Monday, October 12, 2009

How does a retirement account work? how how does my money grow by investing in a retirement account?

I know that once I invest money in a retirement account I can't touch it unless it's for emergencies but I would like to know how does my money grow in this type of account and how soon can I see results?
How does a retirement account work? how how does my money grow by investing in a retirement account?
When you are investing, you have to invest for the long term to see any results. In the beginning years, you may be quite emotional to the market fluctuations. If market went down, the value of your portfolio went down. Your natural response would be, "I lost money." But the fact is you haven't lost or gain any money because you didn't touch your money. How your portfolio performs depends on these factors:


1) What is your average price per share compare to current price per share?


2) How long have you had the investment?


3) Dividends and capital gains payout (if any)


4) Type of investment. Are you invested in conservative funds or large growth funds? If you want higher growth, you need to be willing to accept higher risks.

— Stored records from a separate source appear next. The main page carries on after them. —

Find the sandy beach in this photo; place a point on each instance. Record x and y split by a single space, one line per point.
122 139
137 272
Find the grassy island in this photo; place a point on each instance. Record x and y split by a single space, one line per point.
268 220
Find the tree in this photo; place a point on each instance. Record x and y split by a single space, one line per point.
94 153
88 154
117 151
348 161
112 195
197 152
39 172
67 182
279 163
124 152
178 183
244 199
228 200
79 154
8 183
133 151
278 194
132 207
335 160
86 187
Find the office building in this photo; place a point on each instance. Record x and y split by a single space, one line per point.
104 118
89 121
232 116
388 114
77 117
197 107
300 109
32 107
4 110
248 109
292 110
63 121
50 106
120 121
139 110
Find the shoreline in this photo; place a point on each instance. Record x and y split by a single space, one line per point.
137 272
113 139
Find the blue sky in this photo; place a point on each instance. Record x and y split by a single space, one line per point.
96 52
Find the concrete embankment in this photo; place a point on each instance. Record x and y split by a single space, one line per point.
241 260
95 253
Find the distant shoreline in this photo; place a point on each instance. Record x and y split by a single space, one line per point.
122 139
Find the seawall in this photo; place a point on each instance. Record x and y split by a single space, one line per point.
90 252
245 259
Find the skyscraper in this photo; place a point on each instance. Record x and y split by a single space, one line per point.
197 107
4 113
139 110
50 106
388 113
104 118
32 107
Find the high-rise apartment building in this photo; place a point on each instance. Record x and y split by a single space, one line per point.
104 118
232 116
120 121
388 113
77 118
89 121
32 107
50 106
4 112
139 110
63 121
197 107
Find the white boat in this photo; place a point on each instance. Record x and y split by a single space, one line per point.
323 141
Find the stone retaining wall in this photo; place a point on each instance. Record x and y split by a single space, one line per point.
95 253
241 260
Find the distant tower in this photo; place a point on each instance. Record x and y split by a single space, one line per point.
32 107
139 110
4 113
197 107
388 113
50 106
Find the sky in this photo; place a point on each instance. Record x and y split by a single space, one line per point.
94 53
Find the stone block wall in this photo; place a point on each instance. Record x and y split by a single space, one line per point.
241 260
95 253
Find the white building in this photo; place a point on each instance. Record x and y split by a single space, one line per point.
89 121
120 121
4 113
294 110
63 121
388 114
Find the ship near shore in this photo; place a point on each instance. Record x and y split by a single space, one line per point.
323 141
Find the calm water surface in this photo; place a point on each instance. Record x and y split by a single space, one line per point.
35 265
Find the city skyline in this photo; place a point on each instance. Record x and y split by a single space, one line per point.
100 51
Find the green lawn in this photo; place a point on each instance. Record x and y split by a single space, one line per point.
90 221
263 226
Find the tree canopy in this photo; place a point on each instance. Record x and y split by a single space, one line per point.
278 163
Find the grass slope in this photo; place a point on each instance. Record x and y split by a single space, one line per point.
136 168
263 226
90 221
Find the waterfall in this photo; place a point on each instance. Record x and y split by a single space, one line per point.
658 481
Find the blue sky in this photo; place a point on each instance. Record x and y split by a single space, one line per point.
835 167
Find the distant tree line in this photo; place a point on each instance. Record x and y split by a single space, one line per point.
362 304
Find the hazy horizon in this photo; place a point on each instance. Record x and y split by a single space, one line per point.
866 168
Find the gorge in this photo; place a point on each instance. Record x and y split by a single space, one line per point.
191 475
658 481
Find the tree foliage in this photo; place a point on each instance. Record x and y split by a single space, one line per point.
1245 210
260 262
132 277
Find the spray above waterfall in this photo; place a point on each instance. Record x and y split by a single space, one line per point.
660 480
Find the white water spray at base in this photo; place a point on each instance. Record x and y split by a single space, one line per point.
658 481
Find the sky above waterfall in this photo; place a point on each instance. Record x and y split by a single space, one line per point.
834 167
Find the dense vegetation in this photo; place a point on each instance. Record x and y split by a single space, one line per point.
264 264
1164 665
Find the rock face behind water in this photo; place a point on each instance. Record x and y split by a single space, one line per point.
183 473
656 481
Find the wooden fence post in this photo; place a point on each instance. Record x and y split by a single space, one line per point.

5) How disciplined are you? Are you going to pull out when the stock market is down or are you going to stay in and continue to invest?
Reply:There are many times.





The common denominators is tax advantaged savings.





Either tax deferred or tax free gains.





A 401K is a company sponsered account, and they often do a match of some contributions.





A traditional IRA is a has tax deffered gains


A Roth IRA has tax free gains.





Most financial institutions will let you start an IRA with them. I use Scottrade and invest in mutual funds and stocks.





Company 401Ks are usually limited to the investments the company has to offer.





Most banks have limited investments also.





I have a small Roth IRA at my bank, that keeps my minimum balance so I can get all the freebies. It does not earn much, but I get free safe deposit box, free checks and free money orders because of it. It is just in a money market CD that only makes 3.5%, but I gain 10 times that in freebies.





My particular bank, has very "expensive" mutual funds that I will not buy because it would be dumb.





A great book, that helped me, is "More Wealth without Risk" by Charles Givens. You can find it at any library.
Reply:Your money goes into a special pension fund managed by a professional investment expert, who invests it in the stock market.. You also get some tax back, so it becomes cheaper. When you retire, the fund manager buys an annuity for you, which gives you a guaranteed income for life. The size of the pension will depend on how well the manager has performed. So there is a large element of luck involved.